The Plymouth district attorney’s office has used money from drug busts to fund drug investigations as well as drug education initiatives for young people, says Bridget Norton Middleton, spokeswoman for the elected prosecutor, Timothy J. Cruz.
Every summer a drug education camp is held for fifth- and sixth-graders in Plymouth County, she said. Community resource officers run the week-long camp, and students in high school and junior high school serve as peer leaders. Last summer it was held at Whitman-Hanson Regional High School.
“The kids love it,’’ she said. “It gives them fun things to do while giving a positive message.’’
In Norfolk County, Morrissey doled out $21,000 as school safety grants to seven school districts. He wrote to all of the school superintendents in his area in August, offering them the opportunity to apply for grants to fund any capital improvement that would make students and facilities safer. Morrissey said his office received seven applications that fit the criteria and they were all approved.

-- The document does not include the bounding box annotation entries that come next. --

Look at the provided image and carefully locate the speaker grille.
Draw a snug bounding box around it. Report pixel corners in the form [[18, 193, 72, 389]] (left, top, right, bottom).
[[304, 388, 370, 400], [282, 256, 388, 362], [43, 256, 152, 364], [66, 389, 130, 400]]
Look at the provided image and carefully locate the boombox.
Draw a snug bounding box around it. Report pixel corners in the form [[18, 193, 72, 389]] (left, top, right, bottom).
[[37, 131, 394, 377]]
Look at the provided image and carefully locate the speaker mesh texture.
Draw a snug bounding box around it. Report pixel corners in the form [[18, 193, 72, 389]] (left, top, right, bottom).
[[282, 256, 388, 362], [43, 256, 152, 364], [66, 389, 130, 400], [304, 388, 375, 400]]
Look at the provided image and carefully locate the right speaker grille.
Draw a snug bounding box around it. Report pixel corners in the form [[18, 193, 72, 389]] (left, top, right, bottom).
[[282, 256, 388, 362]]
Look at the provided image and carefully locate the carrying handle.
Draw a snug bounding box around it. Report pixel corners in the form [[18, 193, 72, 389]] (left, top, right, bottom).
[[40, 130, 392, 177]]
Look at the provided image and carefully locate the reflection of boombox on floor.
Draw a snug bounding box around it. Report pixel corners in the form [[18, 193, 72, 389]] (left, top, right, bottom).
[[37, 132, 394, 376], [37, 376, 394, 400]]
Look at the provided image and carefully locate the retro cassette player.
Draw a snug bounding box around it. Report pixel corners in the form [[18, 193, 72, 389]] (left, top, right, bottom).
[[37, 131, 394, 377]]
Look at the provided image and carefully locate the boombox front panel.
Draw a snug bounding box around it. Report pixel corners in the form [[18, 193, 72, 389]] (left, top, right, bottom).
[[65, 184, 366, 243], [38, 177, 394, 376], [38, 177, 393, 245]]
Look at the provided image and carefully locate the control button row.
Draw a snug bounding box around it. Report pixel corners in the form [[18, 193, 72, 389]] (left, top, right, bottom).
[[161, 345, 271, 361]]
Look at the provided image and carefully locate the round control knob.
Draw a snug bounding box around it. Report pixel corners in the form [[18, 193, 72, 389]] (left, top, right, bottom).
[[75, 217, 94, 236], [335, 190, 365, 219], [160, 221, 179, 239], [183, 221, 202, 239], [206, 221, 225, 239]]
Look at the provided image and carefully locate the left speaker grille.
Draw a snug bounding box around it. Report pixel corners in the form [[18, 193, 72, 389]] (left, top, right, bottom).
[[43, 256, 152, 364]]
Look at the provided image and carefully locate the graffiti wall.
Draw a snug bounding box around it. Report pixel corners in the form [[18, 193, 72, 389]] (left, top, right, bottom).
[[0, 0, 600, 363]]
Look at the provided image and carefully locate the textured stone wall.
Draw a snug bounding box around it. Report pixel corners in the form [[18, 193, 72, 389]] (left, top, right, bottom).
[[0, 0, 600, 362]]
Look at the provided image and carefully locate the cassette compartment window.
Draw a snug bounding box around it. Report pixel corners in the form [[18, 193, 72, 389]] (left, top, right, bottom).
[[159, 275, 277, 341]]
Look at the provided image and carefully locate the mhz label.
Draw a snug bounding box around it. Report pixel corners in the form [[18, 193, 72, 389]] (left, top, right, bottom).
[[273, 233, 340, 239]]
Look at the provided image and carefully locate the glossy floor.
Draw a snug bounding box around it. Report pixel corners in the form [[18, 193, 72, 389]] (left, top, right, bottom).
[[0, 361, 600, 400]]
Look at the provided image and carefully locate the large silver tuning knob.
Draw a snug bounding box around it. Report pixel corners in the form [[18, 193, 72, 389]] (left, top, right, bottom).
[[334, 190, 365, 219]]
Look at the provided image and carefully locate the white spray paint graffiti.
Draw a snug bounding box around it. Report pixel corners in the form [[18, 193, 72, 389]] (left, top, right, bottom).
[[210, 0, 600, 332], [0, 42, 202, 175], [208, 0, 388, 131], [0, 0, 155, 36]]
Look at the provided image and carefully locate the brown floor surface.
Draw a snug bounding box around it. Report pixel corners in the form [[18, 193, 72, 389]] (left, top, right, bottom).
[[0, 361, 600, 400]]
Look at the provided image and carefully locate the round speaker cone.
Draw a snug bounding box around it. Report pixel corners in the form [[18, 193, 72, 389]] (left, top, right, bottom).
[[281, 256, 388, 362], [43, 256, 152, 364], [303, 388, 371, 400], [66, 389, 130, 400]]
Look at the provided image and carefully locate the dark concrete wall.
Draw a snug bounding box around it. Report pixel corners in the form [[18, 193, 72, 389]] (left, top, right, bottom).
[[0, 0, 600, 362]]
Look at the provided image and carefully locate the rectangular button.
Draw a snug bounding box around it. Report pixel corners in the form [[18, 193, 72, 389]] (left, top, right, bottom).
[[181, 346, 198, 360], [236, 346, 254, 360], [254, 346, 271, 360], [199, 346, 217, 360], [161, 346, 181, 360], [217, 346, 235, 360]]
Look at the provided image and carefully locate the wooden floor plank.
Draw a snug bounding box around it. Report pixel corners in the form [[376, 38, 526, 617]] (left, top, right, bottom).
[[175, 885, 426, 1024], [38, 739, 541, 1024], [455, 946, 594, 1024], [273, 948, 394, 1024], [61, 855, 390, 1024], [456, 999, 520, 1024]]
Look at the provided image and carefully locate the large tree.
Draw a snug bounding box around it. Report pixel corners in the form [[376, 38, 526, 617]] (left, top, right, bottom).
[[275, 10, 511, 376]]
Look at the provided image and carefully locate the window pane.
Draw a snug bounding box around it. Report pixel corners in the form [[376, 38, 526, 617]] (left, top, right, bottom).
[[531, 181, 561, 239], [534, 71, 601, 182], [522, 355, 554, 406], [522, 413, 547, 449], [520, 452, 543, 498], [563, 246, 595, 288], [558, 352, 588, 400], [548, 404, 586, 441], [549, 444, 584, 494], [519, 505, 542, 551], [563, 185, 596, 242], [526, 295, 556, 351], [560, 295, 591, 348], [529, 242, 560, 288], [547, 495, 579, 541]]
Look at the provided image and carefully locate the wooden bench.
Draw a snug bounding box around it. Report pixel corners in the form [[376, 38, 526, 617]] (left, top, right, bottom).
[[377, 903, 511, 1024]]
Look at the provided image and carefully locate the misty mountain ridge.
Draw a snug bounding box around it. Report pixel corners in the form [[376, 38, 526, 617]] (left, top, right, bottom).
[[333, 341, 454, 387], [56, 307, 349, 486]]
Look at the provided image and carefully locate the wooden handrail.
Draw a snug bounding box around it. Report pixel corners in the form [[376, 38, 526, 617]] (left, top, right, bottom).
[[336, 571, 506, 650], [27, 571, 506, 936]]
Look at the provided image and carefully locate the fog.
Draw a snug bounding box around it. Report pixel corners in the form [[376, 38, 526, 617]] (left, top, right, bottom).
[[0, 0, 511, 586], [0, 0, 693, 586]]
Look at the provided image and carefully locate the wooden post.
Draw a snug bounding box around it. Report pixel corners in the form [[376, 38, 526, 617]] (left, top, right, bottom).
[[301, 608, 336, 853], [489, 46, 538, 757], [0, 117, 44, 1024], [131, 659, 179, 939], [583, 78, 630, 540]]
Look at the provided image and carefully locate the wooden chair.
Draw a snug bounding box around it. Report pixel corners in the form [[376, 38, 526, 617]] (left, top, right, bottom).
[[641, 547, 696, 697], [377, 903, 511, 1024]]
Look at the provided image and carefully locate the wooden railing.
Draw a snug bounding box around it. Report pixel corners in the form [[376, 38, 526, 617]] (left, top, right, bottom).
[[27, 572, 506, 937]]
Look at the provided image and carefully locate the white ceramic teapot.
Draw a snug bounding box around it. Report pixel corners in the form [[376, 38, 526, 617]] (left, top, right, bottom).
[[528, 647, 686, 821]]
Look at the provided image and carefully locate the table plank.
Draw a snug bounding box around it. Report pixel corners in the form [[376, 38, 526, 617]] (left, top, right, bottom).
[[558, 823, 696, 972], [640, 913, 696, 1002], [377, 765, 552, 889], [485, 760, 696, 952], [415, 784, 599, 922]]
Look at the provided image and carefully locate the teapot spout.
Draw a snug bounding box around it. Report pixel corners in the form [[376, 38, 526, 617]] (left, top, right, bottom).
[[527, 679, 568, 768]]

Blue Hills Regional Technical School in Canton, Norfolk County Agricultural High School in Walpole, and the public school systems in Braintree, Medfield, Quincy, Wrentham, and Weymouth each were awarded $3,000, according to Morrissey’s office.
Quincy is using the grant to fund the purchase of outdoor security cameras, according to Michael Draicchio, director of safety, security, and transportation for Quincy Public Schools.
“It’s a great opportunity for us,’’ he said. “This is important to us right now.’’
The outdoor cameras will help staff monitor who’s coming in and out of buildings, he said. The hope is that the cameras will deter young people from tagging or vandalizing property, he said.
“We’re looking to increase surveillance to keep our schools as safe as possible,’’ he said.
The grant was also too good to pass up for the Weymouth public schools, especially in light of the vandalism in July. “We were the fortunate recipients of a $3,000 grant,’’ said interim schools superintendent Matthew Ferron, who credited grants manager Stephen Gould for getting the funding.
Vandals broke into the Chapman and smashed televisions, computers, and other equipment. All told, they caused approximately $83,000 in damage, according to the Norfolk district attorney’s office.
“It was a bad scene,’’ said Ferron. “We put [the grant application] in to help pay for some additional security systems.’’
Ferron said school officials are evaluating the best possible alarm and security systems for Adams school, and hope to have the system in place soon. The system at the Chapman was improved following the July attack.
The money doled out by Morrissey’s office was seized in a number of local drug busts. One was an OxyContin trafficking case that wrapped up in court in February 2010 and resulted in the forfeiture of $68,412 to the state, according to David Traub, spokesman for the prosecutor’s office.
In another case, police executed a search warrant at a home on Putnam Street in Weymouth and found a safe in the suspect’s bedroom, where they recovered $13,130 in cash, 49 grams of cocaine, two 9mm handguns, ammunition, and a digital scale.
All of the money was forfeited, said Traub.